USA chcą dalszych badań w sprawie pochodzenia COVID-19

Raport misji Światowej Organizacji Zdrowia (WHO) w sprawie pochodzenia koronawirusa nie spełnia oczekiwań USA i wymaga przeprowadzenia w "drugiej fazie" dodatkowych badań - oznajmiła we wtorek rzeczniczka Białego Domu Jen Psaki.

W procesie ustalania genezy pandemii Covid-19 konieczny jest "drugi etap", a Stany Zjednoczone uznają, że międzynarodowi, niezależni eksperci powinni w ramach tego etapu uzyskać "nieograniczony dostęp do danych" - powiedziała rzeczniczka prezydenta Joe Bidena.

"Powinni oni móc zadawać pytania ludziom, którzy byli w tym miejscu (chińskim mieście Wuhan) w konkretnym czasie"

dodała Psaki.

Odniosła się w ten sposób do opublikowanego wcześniej we wtorek raportu misji pod egida WHO, w którym przedstawione są możliwe i prawdopodobne sposoby, w jakie koronawirus zaczął się rozprzestrzeniać i przeniósł się na człowieka.

Ponadto USA i 13 krajów we wspólnej deklaracji wyraziło we wtorek "zaniepokojenie" warunkami w jakich powstał raport misji, w tym brakiem dostępu do właściwych próbek i danych.

W komunikacie, który podpisali między innymi przedstawiciele Wielkiej Brytanii, Izraela, Kanady, Japonii, Australii, Danii i Norwegii, podkreślono, że publikacja raportu była poważnie opóźniona, a naukowcom nie udostępniono wyjściowych danych.

Dyrektor generalny WHO Tedros Adhanom Ghebreyesus powiedział również podczas konferencji prasowej zorganizowanej po opublikowaniu raportu, że Chiny nie udostępniły wystarczających danych ekspertom. Uznał, że należy przeprowadzić nowe dochodzenie dotyczące hipotezy o ucieczce nowego wirusa z laboratorium. Raport ekspertów uznaje taką ewentualność za mało prawdopodobną.

Badacze uznali, że hipoteza o zakażeniu koronawirusem pracowników laboratorium w Wuhanie jest "skrajnie nieprawdopodobna".

W piątek były szef amerykańskiego Centrum Kontroli i Zapobiegania Chorobom CDC Robert Redfield w wywiadzie dla CNN powiedział, że za "najbardziej prawdopodobny" uważa taki właśnie scenariusz. Ocenił też, że wirus rozprzestrzeniał się już we wrześniu lub październiku 2019 roku. Podkreślił, że nie wierzy, iż koronawirusa przeszedł z nietoperza na człowieka i "stał się jednym z najbardziej zakaźnych wirusów przenoszących się z człowieka na człowieka".

Anthony Fauci, doradca prezydenta USA Joe Bidena do spraw medycznych, powiedział, że opinii Redfielda nie podziela większość urzędników.

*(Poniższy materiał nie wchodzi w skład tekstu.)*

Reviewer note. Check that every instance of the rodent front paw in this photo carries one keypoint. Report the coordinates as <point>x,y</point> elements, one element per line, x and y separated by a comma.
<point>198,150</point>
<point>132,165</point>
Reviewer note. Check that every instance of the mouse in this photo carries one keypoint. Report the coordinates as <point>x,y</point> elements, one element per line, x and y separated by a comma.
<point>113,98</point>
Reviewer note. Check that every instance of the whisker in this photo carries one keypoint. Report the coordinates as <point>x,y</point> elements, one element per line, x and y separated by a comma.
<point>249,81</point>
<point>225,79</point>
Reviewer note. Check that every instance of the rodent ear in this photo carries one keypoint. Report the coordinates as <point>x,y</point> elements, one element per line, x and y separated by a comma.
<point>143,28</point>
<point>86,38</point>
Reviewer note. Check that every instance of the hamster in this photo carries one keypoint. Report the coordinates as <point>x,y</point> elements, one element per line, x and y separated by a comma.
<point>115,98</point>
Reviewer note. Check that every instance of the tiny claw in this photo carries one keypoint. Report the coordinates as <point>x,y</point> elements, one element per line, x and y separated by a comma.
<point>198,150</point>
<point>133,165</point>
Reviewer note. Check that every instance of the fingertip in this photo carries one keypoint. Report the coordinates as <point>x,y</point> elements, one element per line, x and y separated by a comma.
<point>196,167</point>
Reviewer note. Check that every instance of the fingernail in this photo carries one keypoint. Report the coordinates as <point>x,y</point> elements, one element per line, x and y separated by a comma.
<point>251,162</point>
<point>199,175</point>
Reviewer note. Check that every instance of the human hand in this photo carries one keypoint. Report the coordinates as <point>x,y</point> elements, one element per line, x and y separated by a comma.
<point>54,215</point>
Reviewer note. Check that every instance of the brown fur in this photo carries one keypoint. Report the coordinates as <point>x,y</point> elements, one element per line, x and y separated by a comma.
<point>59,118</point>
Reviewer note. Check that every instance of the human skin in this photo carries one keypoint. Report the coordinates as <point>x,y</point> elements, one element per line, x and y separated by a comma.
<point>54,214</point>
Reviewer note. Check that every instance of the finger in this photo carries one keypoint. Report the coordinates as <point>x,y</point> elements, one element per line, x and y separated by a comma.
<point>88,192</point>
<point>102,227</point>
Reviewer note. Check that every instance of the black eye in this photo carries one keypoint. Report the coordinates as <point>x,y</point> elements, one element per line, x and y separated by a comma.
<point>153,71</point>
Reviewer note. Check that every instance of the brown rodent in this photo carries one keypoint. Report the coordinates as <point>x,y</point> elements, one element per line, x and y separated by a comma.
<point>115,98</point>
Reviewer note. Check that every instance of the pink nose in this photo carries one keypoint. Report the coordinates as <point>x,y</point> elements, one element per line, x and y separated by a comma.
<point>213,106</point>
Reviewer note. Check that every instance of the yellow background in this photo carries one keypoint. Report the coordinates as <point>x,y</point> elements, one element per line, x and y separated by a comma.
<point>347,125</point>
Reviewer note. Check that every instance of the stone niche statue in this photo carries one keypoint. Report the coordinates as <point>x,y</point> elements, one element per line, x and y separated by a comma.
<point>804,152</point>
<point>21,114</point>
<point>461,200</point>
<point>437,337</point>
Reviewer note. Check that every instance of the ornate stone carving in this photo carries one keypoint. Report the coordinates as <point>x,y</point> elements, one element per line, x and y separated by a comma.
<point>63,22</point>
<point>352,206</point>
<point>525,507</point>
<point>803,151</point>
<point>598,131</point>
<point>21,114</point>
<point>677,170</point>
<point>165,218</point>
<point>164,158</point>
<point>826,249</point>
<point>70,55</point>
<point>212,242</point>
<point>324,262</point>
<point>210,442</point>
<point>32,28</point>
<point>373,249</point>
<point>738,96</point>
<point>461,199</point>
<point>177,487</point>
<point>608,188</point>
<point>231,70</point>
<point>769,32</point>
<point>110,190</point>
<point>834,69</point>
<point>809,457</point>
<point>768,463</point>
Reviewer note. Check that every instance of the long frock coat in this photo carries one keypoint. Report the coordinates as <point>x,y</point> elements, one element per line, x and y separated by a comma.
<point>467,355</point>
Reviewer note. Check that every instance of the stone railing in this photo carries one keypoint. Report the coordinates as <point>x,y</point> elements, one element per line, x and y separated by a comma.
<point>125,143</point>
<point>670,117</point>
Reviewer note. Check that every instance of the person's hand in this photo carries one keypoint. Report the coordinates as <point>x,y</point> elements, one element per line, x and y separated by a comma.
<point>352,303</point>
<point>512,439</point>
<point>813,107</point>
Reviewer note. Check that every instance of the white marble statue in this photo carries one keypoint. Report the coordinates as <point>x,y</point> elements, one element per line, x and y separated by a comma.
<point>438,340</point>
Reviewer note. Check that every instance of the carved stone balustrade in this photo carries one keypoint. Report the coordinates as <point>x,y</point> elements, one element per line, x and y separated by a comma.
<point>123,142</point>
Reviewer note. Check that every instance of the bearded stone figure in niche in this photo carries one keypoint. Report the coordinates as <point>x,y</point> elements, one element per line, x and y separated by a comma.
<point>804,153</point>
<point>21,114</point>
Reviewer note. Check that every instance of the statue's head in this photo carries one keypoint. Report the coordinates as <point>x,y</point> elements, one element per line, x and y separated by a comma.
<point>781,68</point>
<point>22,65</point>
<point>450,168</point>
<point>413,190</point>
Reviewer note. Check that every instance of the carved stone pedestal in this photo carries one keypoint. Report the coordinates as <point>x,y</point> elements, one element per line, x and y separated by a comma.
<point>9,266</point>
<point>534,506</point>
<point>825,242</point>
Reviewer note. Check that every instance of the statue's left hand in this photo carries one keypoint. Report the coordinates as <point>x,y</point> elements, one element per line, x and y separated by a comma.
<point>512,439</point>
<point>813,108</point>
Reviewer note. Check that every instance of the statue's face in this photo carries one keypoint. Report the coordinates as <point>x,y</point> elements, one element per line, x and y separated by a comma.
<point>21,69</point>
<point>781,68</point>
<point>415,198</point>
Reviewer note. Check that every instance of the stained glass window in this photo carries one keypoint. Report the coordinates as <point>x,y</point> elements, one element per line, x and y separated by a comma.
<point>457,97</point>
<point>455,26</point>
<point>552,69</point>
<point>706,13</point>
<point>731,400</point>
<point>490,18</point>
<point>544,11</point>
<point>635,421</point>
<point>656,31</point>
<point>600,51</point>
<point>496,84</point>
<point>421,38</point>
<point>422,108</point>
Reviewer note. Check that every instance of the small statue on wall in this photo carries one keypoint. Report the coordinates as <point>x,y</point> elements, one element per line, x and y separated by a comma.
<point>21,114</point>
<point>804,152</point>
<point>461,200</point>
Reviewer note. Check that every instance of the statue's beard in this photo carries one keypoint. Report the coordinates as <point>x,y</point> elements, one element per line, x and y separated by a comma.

Eksperci międzynarodowej misji zorganizowanej pod egidą WHO badali od 14 stycznia do 9 lutego w chińskim mieście Wuhan, gdzie wykryto pierwsze przypadki zakażenia nowym wirusem, przyczyny wybuchu pandemii.

Chiny odmówiły dostarczenia zespołowi WHO danych o pierwszych przypadkach wykrytych w Wuhanie, co skłoniło administrację prezydenta Bidena do wydania już wcześniej oświadczenia wyrażającego "głębokie zaniepokojenie" śledztwem. Waszyngton domaga się od Pekinu podjęcia pełnej współpracy z WHO i wyjaśnienia genezy pandemii.